Draw me a project

[This article was first published on Maëlle's R blog on Maëlle Salmon's personal website, and kindly contributed to R-bloggers]. (You can report issue about the content on this page here)
Want to share your content on R-bloggers? click here if you have a blog, or here if you don't.

I’ll be giving a remote keynote talk at the Rencontres R (French R conference) on July the 12th, all in French. This blog post is a written version of my presentation, but in English. I decided to not talk about package development for once, but rather about workflows and how to structure & run an analysis.1

Many thanks to Christophe Dervieux for useful feedback on this post! Merci beaucoup !

Why discuss the making of R projects? Because any improvement in your workflow might improve the experience of anyone trying to run or audit an analysis later, including yourself. It’s also nice that there are always elements to refine, although that also means one might be procrastinating instead of making actual progress, so beware!

Now why should I discuss the making of R projects? While I am not often in charge of analyses these days, I follow R news quite well so thought I might be able to deliver some useful tips to the audience.

Some “basics”

To start with I’d like to mention some rules or principles that are quite crucial. My main source of information for them is Jenny Bryan.

Like many I identified with Sharla Gelfand’s quote2 as reported by Kara Woo on Twitter, “Everything I know is from Jenny Bryan”.

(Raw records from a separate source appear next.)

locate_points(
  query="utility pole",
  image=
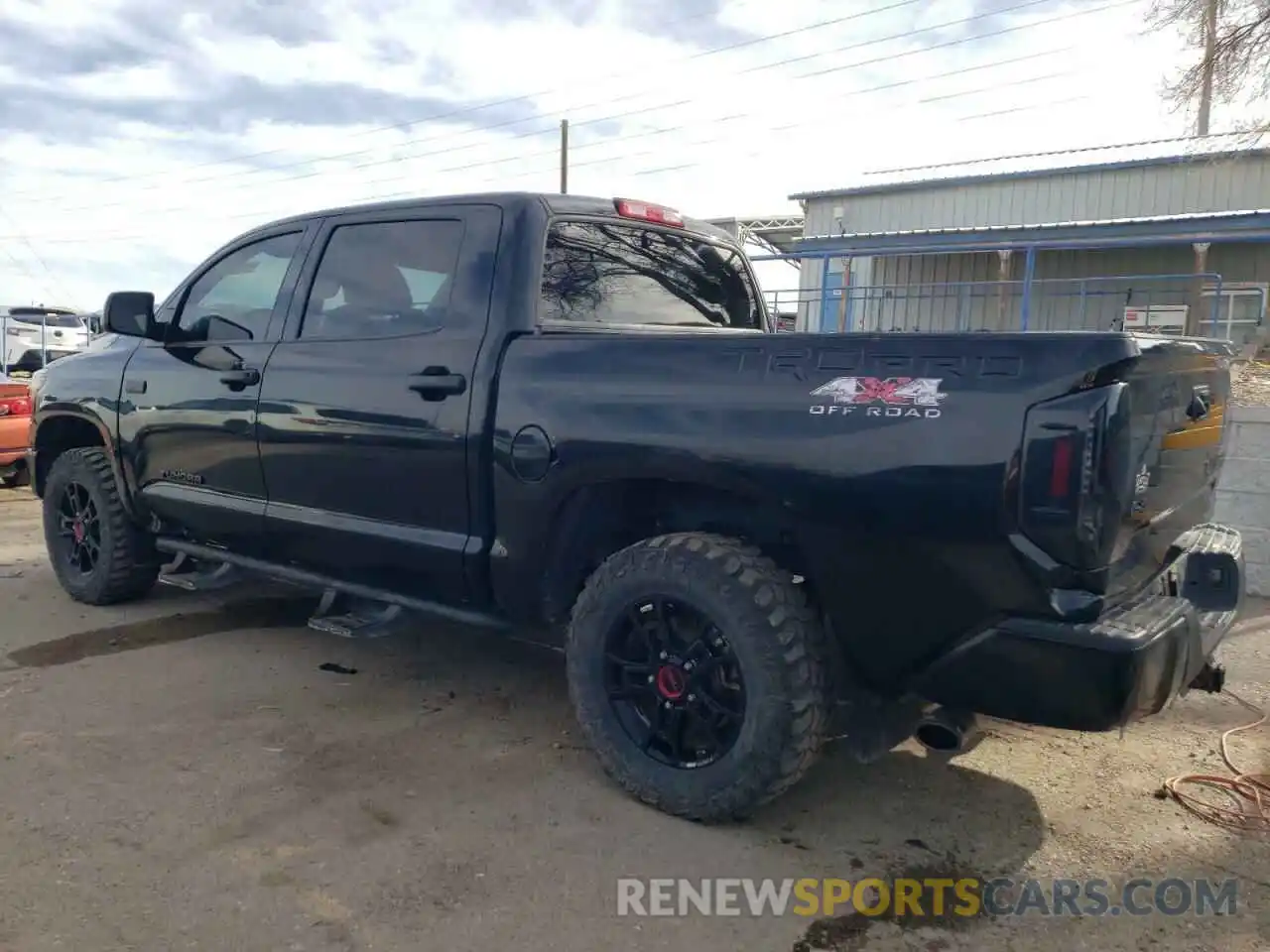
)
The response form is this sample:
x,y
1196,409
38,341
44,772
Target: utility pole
x,y
1206,91
564,157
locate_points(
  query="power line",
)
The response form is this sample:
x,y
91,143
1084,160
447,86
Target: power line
x,y
56,286
467,111
548,172
465,167
717,121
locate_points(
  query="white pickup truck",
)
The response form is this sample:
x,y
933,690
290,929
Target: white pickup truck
x,y
33,335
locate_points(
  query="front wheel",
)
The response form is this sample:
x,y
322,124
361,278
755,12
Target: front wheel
x,y
698,674
98,553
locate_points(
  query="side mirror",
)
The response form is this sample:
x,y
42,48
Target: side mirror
x,y
131,313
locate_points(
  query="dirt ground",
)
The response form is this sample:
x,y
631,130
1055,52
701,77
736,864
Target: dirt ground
x,y
181,774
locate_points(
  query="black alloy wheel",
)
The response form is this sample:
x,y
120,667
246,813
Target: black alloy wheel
x,y
675,683
79,527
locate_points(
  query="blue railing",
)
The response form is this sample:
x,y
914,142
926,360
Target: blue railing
x,y
1155,302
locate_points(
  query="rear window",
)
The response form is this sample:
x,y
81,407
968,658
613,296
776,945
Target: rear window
x,y
55,318
620,273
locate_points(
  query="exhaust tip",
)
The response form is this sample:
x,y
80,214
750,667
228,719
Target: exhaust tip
x,y
944,731
939,738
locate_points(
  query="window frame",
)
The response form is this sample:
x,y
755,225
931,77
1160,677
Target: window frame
x,y
321,244
168,313
558,325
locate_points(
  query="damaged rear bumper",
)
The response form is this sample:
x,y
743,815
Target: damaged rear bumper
x,y
1098,675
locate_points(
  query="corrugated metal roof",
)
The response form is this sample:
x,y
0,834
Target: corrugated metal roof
x,y
1162,151
1102,222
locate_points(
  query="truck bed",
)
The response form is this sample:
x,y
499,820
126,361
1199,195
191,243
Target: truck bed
x,y
913,468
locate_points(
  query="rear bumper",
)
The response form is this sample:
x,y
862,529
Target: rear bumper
x,y
14,433
1125,665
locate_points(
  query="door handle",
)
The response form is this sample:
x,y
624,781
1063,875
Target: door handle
x,y
439,382
240,379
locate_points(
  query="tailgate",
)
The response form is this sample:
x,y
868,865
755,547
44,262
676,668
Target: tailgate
x,y
1178,400
1120,467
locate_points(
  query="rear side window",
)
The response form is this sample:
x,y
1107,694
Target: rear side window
x,y
619,273
384,280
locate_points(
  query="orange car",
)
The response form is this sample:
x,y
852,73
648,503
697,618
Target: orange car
x,y
14,428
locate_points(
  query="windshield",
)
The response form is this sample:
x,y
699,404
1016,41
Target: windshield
x,y
622,273
54,318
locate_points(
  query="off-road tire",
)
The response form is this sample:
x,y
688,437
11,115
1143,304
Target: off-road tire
x,y
128,563
778,640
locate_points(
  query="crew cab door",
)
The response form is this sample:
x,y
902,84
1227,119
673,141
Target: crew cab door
x,y
365,403
187,413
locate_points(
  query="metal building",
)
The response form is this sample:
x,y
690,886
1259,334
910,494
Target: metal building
x,y
1170,235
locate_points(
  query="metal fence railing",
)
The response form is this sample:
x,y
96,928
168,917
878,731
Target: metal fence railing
x,y
1143,302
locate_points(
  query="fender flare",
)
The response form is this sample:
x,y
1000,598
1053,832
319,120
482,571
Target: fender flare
x,y
73,412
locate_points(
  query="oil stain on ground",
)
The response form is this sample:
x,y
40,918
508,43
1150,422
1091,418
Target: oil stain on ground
x,y
849,933
130,636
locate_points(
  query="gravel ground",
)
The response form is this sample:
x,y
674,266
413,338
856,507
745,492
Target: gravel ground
x,y
1250,384
181,774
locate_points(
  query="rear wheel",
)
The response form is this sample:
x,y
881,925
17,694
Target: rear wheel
x,y
698,674
98,553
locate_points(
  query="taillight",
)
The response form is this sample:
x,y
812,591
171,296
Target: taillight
x,y
16,405
1069,499
1061,467
656,213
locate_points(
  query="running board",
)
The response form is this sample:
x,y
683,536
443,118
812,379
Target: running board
x,y
324,583
352,617
185,572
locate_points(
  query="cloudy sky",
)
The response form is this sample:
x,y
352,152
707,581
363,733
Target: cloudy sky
x,y
135,136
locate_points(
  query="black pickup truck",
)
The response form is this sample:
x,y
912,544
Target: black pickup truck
x,y
566,414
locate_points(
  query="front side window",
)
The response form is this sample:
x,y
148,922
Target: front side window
x,y
235,298
620,273
384,280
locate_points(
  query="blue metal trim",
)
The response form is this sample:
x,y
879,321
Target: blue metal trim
x,y
825,296
970,179
1044,239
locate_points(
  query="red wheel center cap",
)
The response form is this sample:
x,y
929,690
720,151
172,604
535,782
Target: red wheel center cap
x,y
671,682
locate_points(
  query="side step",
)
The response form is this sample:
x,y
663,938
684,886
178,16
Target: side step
x,y
352,617
186,572
367,599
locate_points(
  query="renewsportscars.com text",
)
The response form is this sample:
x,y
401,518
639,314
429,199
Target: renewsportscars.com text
x,y
928,897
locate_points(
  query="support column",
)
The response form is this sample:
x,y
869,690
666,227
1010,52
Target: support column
x,y
1029,273
1196,309
1002,277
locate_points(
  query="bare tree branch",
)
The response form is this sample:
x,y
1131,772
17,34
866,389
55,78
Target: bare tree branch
x,y
1239,59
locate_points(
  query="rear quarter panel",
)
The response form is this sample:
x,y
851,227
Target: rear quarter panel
x,y
902,509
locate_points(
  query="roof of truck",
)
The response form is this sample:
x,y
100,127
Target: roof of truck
x,y
554,203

hex logo de 'Everything I know is from Jenny Bryan' avec un ordinateur portable en feu

There’s even a logo created by Martin Monkman for all of us agreeing with that statement! It features the letters EIKIFJB for “Everything I know is from Jenny Bryan” as well as a laptop on fire.

Why a laptop on fire?!

That’s a reference to a talk Jenny Bryan gave years ago, to which she said she’d put your computer on fire if you used setwd("C:\Users\jenny\path\that\only\I\have") or rm(list = ls()) at the beginning of your scripts. This goes against the notion of a “project-oriented workflow”. I do not need to repeat the wisdom of her blog post in mine, so will only use cliff notes & some remarks:

Really, go and read her post if you haven’t yet!

In my talk I’ll show pictures of the Kei-tora Gardening Contest where participants create beautiful gardens in little trucks, which I find is a good image of a project that should be independent (you can move your truck, you should be able to move your project too).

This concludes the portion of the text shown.